When you’re picking classes, how much do you base your decisions off of what textbooks for certain courses will cost you? It’s a shame that any of us have to take this into account at all, but the unfortunate truth is that textbook cost is very often, well, ridiculous. Perhaps you’ve even tried to get through a class sans-textbook, relying on notes and friendly classmates who are willing to lend you theirs from time to time (I sound a little too familiar with this practice don’t I?). According to one study, college textbook prices have risen at four times the rate of inflation over the past twenty years. College Board estimates that students spend an average of 1,200 dollars on textbooks every year. That’s one-tenth the cost of a university’s yearly tuition, and one-third the cost of a community college’s. Woah.

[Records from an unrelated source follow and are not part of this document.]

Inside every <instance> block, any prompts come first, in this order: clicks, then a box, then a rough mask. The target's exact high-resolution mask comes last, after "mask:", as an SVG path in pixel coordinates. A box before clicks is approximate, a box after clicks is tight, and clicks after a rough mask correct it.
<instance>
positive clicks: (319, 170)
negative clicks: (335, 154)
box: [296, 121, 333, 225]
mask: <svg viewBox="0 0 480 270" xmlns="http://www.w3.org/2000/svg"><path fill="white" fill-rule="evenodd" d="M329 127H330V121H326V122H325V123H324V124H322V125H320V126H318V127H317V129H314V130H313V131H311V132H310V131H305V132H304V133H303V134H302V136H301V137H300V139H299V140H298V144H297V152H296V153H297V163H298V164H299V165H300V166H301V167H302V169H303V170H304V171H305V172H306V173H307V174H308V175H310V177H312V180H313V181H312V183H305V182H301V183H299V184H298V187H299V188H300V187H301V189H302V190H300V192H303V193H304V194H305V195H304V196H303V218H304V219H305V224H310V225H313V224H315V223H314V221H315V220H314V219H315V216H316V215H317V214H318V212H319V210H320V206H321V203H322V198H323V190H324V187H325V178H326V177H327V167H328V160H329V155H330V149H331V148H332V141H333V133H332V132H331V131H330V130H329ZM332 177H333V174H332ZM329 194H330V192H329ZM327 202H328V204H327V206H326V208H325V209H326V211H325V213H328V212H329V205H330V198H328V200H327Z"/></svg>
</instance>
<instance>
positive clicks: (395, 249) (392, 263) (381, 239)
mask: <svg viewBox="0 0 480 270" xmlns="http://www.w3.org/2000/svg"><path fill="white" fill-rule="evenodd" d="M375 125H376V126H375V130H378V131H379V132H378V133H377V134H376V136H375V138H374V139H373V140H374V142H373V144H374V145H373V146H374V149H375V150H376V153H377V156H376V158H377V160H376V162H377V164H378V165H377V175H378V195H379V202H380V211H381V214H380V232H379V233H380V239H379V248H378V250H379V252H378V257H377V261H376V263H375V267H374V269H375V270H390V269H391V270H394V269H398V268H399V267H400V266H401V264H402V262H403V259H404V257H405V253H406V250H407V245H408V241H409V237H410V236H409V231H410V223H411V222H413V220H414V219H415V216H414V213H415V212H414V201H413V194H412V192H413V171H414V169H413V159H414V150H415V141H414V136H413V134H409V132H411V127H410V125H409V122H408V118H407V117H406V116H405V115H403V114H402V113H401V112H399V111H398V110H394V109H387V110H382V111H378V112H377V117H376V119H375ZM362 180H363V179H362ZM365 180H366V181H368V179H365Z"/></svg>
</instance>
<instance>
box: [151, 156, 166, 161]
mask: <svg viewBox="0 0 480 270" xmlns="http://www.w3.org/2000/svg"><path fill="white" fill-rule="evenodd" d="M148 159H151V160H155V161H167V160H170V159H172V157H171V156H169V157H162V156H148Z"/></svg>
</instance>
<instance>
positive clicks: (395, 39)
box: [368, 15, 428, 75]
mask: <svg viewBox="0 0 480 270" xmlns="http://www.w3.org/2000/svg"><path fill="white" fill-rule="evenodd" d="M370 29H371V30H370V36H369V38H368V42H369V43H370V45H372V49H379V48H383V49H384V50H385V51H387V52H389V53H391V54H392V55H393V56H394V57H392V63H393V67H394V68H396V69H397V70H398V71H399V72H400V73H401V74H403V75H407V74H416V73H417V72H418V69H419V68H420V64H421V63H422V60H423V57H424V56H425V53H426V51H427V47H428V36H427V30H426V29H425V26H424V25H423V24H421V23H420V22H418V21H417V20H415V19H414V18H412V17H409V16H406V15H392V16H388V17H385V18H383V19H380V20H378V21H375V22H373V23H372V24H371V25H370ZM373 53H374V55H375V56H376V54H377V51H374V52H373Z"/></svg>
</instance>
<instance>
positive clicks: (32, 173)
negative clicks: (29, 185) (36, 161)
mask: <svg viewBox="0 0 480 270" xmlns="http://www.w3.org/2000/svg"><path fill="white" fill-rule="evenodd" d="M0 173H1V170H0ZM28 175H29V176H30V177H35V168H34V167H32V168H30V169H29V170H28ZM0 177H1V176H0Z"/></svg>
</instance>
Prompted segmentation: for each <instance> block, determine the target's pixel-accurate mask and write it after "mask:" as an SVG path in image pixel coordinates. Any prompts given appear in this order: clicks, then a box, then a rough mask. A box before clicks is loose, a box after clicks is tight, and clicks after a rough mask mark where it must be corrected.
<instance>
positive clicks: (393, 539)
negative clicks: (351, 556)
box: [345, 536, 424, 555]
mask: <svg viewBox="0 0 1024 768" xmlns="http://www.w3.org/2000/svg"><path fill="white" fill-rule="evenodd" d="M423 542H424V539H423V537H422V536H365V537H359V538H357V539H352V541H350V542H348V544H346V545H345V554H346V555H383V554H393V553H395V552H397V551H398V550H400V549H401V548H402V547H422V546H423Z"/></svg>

Students at UW have been asking professors to seek out cheaper alternatives, with an emphasis on open textbooks, which have been licensed under an open copyright and are often available online for little to no money. The stigma, of course, is that the quality of these open textbooks will be no match for the books produced by major publishers, but Quill West, a specialist hired by Tacoma Community College to help professors in the finding of these online books, says that quality open textbooks do exist, they’re just harder to track down due to their placement outside of the marketing spotlight. In my experience, it seems that a lot of the time these big expensive textbooks we have to get aren’t even used that often. Much of the information that is found in them can be heard in class-and research projects are often more concerned with scholarly texts found in online databases that anything the textbook has to offer. It seems to me that the use of open textbooks is not only a very helpful idea, but one that isn’t at all outside the realm of practicality.
How much do you spend on books every year, and what do you think about the option of open textbooks?